Sa bonté pour ses fidèles monte aussi haut que le ciel au-dessus de la terre.
Il met entre nous et nos mauvaises actions autant de distance qu’entre l’est et l’ouest.
Le Seigneur aime ses fidèles comme un père aime ses enfants.
Il sait bien, lui, de quoi nous sommes faits: d’un peu de poussière, il ne l’oublie pas.
La vie de l’homme fait penser à l’herbe: comme l’herbe des champs, qui commence à fleurir
mais périt dès que passe le vent brûlant, la voilà disparue sans laisser de trace.
Mais la bonté du Seigneur pour ses fidèles dure depuis toujours et durera toujours. Et sa loyauté reste acquise aux enfants de leurs enfants,
s’ils respectent les règles de l’alliance et pensent à faire ce que Dieu a commandé.
Le Seigneur a dressé son trône dans le ciel. Il règne sur tout ce qui existe.
Remerciez le Seigneur, vous ses anges, qui, de toutes vos forces, faites ce qu’il dit et lui obéissez au premier mot.
Remerciez le Seigneur, vous, l’armée de ses serviteurs, qui accomplissez tout ce qu’il désire.
Remerciez le Seigneur, vous tous qu’il a créés, où que vous soyez dans son empire.
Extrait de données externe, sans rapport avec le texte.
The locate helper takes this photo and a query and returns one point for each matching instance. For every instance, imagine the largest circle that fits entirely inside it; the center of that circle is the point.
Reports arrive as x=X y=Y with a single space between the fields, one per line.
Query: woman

Et moi aussi, je veux dire: «Merci, Seigneur.»
Je veux dire merci au Seigneur! Seigneur, mon Dieu, tu es infiniment grand. Tu t’habilles de splendeur et de majesté,
tu t’enveloppes d’un manteau de lumière. Tu as déployé le ciel comme une tente;
tu as placé ta demeure encore plus haut. Les nuages te servent de char, tu te déplaces sur les ailes du vent.
Tu prends les vents comme messagers, le feu est à ton service.
Tu as fixé la terre sur ses bases; pas de danger qu’elle en bouge désormais.
Tu l’avais couverte de l’océan comme d’un manteau, les eaux montaient jusqu’au sommet des montagnes.
Mais tu les menaças, elles s’enfuirent; au bruit de ton tonnerre, elles prirent la fuite
grimpant sur les sommets, descendant les vallées jusqu’à la place que tu leur avais fixée.
Tu leur traças une limite à ne pas franchir, pour qu’elles ne viennent plus couvrir la terre.
Tu conduis l’eau des sources dans les ruisseaux, elle se faufile entre les montagnes.
Tous les animaux peuvent y venir boire, et l’âne sauvage y calme sa soif.
A proximité, les oiseaux ont leurs nids, et chantent à l’abri du feuillage.